Dr. Harris earned her bachelor’s degree in Speech, Language, and Hearing Sciences from the University of Kansas and her master’s degree in Speech-Language Pathology from Northwestern University. She served several years as a clinical speech-language pathologist providing services in both medical and educational settings. Dr. Harris earned her PhD in Education from Washington University in St. Louis, with concentrations in the Social Context of Urban Education, Public Health, and Child Development. Dr.
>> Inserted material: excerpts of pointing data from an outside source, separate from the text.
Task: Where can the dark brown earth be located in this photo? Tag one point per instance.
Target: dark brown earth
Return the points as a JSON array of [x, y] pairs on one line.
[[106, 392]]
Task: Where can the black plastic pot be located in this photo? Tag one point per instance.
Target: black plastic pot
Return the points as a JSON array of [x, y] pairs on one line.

Harris was a recipient of the Lynne Cooper Harvey Fellowship, a graduate certificate in American Culture Studies, and an Excellence in Educational Research Award.
Research Foci
- Further defining the cyclical and intergenerational nature of the relationship between health, education and opportunity for individuals from birth through adulthood;
- Understanding and addressing the relationships between chronic diseases, such as asthma and sickle cell disease, on educational outcomes, occupations, participation and opportunity for school-aged youth;
- Conducting regional analyses of healthcare utilization patterns among youth with chronic diseases;
- Understanding how systemic racism and specifically efforts to support and resist equity in educational settings operates to limit achievement and opportunity for historically and currently oppressed youth; and
- Understanding the role of place, specifically neighborhoods and environmental characteristics, in health and educational equity.
Research Projects
- Health and School Readiness: This study interrogates a large, nationally representative dataset to examine the relationship between early child health outcomes, health-care access and utilization, family and neighborhood vulnerability, and educational outcomes among youth.
- Equity in Independent Schools: This is a research-school partnership to identify and measure racial, gendered, and socioeconomic disparities in achievement and engagement, as well as the social and cultural processes that enable these disparities.
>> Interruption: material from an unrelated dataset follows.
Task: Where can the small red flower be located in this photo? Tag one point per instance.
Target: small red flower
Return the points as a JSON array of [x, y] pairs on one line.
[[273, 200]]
- School-Based Asthma Management: This study is a research-school partnership to (1) understand the impacts of chronic diseases on academic achievement and attainment, engagement and participation for youth, and (2) develop and adapt interventions to support school-aged youth with asthma and other chronic diseases and aligned implementation strategies.
- DEI in Independent Schools: This study examines the nature of racial equity work in independent schools (IS), the professional experiences and perceptions of diversity practitioners (DEI practitioners) in IS, and the impact of public health and financial crises like COVID-19 on the roles and initiatives of DEI practitioners.
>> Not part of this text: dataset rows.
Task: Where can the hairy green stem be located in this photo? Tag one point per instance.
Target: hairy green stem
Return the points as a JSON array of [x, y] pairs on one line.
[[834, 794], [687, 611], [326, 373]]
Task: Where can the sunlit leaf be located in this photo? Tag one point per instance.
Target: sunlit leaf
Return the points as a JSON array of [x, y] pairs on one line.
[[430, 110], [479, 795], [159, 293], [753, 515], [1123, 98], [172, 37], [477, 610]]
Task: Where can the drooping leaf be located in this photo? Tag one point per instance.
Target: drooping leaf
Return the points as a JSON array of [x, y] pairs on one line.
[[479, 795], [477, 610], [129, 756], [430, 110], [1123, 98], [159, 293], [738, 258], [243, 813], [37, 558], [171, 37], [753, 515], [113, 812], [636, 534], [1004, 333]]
- Asthma and Environmental Injustice: This study examines the effectiveness and feasibility of housing assessments and interventions to address environmental injustice and mitigate the impacts of environmental conditions on asthma.
- mHealth to Mitigate COVID: This study tests the hypothesis that mHealth technology, introduced via faith-based communities, will serve as a feasible and acceptable platform to increase prevention of COVID-19 and improve access to critical diagnostic testing.
- Asthma, Occupation and Participation: This study examines the impact of asthma on occupation and participation, as well as pediatric occupational therapy clinician perceptions of their role in supporting youth with asthma in clinical practice.